В этот раз, достигнув пика наслаждения, она закричала, как от сильной боли. А в следующий миг зарычал Скарню. И вновь Меркеля плакала, правда, совсем недолго. Вскоре ее дыхание стало ровным и глубоким — она заснула, так и не надев легкой рубашечки и панталончиков, в которых обычно спала.
Скарню быстро оделся: хоть Меркеля и пускала его в свою постель, чтобы разделить с ним ночь любви, она никогда не позволяла ему спать рядом в полном смысле этого слова. Он сбежал по лестнице и вышел из дома, притворив за собой дверь. Он уже так привык спать на соломе в сарае, что любой матрас показался бы ему жестким.
— Доброй ночи, вашбродь, — тихонько поприветствовал его Рауну.

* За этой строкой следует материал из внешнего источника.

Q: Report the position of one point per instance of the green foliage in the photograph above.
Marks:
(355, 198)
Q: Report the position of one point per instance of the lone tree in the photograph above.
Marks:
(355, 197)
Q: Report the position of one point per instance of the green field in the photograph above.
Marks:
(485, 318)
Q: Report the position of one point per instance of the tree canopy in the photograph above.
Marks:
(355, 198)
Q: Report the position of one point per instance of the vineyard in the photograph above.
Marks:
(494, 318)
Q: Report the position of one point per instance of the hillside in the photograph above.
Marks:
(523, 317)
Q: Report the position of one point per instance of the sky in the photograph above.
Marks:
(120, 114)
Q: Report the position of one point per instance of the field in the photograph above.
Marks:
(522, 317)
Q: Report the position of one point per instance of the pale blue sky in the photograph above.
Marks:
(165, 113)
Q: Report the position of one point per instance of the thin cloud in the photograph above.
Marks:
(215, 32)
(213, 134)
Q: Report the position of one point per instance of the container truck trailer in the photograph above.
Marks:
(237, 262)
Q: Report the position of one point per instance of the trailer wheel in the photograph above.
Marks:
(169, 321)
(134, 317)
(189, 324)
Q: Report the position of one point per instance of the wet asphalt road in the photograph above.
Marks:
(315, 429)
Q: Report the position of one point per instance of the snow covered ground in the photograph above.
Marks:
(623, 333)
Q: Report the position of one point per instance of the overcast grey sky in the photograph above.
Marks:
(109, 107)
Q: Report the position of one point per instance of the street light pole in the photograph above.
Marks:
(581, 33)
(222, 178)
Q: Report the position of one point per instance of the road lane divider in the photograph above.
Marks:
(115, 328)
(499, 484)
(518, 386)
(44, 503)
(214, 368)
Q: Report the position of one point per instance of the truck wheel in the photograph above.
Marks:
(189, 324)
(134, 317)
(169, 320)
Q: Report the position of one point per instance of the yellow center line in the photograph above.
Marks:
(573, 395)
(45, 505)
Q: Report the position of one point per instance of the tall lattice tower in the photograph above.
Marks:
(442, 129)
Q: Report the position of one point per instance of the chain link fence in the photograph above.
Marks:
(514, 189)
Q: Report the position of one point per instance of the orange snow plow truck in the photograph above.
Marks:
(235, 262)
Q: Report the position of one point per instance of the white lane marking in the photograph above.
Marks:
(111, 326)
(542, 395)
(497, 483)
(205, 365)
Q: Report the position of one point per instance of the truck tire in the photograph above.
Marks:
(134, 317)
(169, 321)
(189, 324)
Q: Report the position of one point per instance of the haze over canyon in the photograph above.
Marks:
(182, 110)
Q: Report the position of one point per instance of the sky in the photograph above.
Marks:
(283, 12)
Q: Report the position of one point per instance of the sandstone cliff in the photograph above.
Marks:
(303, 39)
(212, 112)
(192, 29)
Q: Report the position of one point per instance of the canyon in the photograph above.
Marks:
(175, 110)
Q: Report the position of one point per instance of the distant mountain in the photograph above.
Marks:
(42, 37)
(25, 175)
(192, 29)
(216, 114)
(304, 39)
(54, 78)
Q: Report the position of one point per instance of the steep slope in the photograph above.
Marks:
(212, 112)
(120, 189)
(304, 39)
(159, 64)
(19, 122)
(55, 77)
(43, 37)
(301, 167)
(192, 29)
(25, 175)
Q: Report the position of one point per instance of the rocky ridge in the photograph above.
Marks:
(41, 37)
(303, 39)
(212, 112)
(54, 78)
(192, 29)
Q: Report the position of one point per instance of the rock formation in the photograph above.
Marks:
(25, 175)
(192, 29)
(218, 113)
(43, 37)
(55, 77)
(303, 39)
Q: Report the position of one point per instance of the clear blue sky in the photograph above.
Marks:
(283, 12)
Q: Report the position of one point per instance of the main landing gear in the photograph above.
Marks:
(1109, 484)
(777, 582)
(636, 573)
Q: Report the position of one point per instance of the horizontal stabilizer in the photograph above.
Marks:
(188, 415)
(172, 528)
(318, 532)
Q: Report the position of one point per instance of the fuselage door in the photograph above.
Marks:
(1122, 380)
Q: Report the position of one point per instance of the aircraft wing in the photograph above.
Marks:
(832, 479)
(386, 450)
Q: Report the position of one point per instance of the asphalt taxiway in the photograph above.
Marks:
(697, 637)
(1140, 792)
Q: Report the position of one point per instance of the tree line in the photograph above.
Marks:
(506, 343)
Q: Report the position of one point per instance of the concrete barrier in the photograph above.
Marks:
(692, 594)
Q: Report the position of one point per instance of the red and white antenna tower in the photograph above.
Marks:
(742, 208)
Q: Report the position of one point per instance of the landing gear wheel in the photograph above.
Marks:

Судя по шороху сухих стеблей, он приподнялся и сел.
— А, да, доброй ночи, сержант, — смущенно отозвался Скарню.
Старый сержант, ветеран Шестилетней войны, здорово помог ему, еще когда Скарню благодаря своему титулу получил под командование отряд и сражался в армии Валмиеры против Альгарве. А когда война была проиграна и армия перестала существовать, они решили держаться друг друга. Но сейчас Рауну лучше не знать, откуда пришел его прежний командир и чем он там занимался.
— Извини, я не хотел тебя будить.
— Вы и не разбудили. Я все одно не спал.
Скарню попытался сквозь сумрак разглядеть лицо сержанта, но в сарае было еще темнее, чем в спальне Меркели, и он видел только расплывчатое пятно. Рауну еще помолчал и наконец спросил:
— Вашбродь, вы полностью уверены в том, что знаете, что творите?
— Уверен? — Скарню потряс головой. — Нет, конечно же, нет! Только полные идиоты абсолютно уверены в том, что делают. Но как раз в этом-то они чаще всего и ошибаются.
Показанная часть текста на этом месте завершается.